Automotive applications that use sensors can greatly benefit from MRAM technology. Since sensors write data continuously to memory, it is difficult for Flash memories to keep up with the data flow. New airbag systems have sensors to detect and record the passenger weight, the interactions with other safety devices on the vehicle, and the degree of impact.

Other automotive systems that require frequent writes to memory are odometers, tyre pressure logs, and ABS. With frequent writes, you can easily exceed the write-erase capabilities of Flash and wear out the memory. The unlimited write-cycling capability of MRAM will ensure a more reliable system that is desirable especially in mission-critical systems like airbags and ABS.

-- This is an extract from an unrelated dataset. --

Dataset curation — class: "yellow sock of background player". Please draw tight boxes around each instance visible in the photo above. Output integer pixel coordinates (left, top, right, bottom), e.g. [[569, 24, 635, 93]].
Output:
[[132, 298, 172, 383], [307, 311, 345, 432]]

There are some interests in MRAM for use in military applications. There are many systems that rely on battery-backed SRAM. Those applications have inherent reliability issues with the battery. MRAM is a more reliable alternative that the military is already aware of. Honeywell has licensed Freescale's MRAM technology for military and aerospace applications.

With improvements in MRAM technology, embedded systems could undergo a radical change in architecture. To date, MRAM has the best potential to replace the RAM+Flash memories in embedded microcontrollers. Typically RAM is used for data storage and Flash is used as the program memory. MRAM would be able to replace both memories to allow a single-memory architecture. There are chip-specific ROM codes in microcontrollers that can be replaced with MRAM to provide fast field-programmable upgrades to those codes.

With much larger systems, the microprocessor interacts with RAM memory which provides fast write and read capabilities. DRAM is used as a temporary storage area for chunks of the application program. And a hard drive is used to store non-volatile information for the application software and data, but it is slow to read and write. Once MRAM is capable of replacing all of these storage devices, we will be able to have PCs and other systems that can boot up instantaneously and resume operation from where it left off. These exceptional features of MRAM can open up interesting market opportunities for this technology.

Currently, there is no universal memory. All memories have tradeoffs in write cycling endurance, write-read speeds, data retention, array density, power consumption, and price. All of the current memories on the market have inherent limitations that prevent it from having the best features of all the memory types. However, MRAM, with all its advantages is uniquely positioned to become the universal memory as the technology is further refined. The Freescale productisation of the first MRAM memory has flashed a sign of new things to come.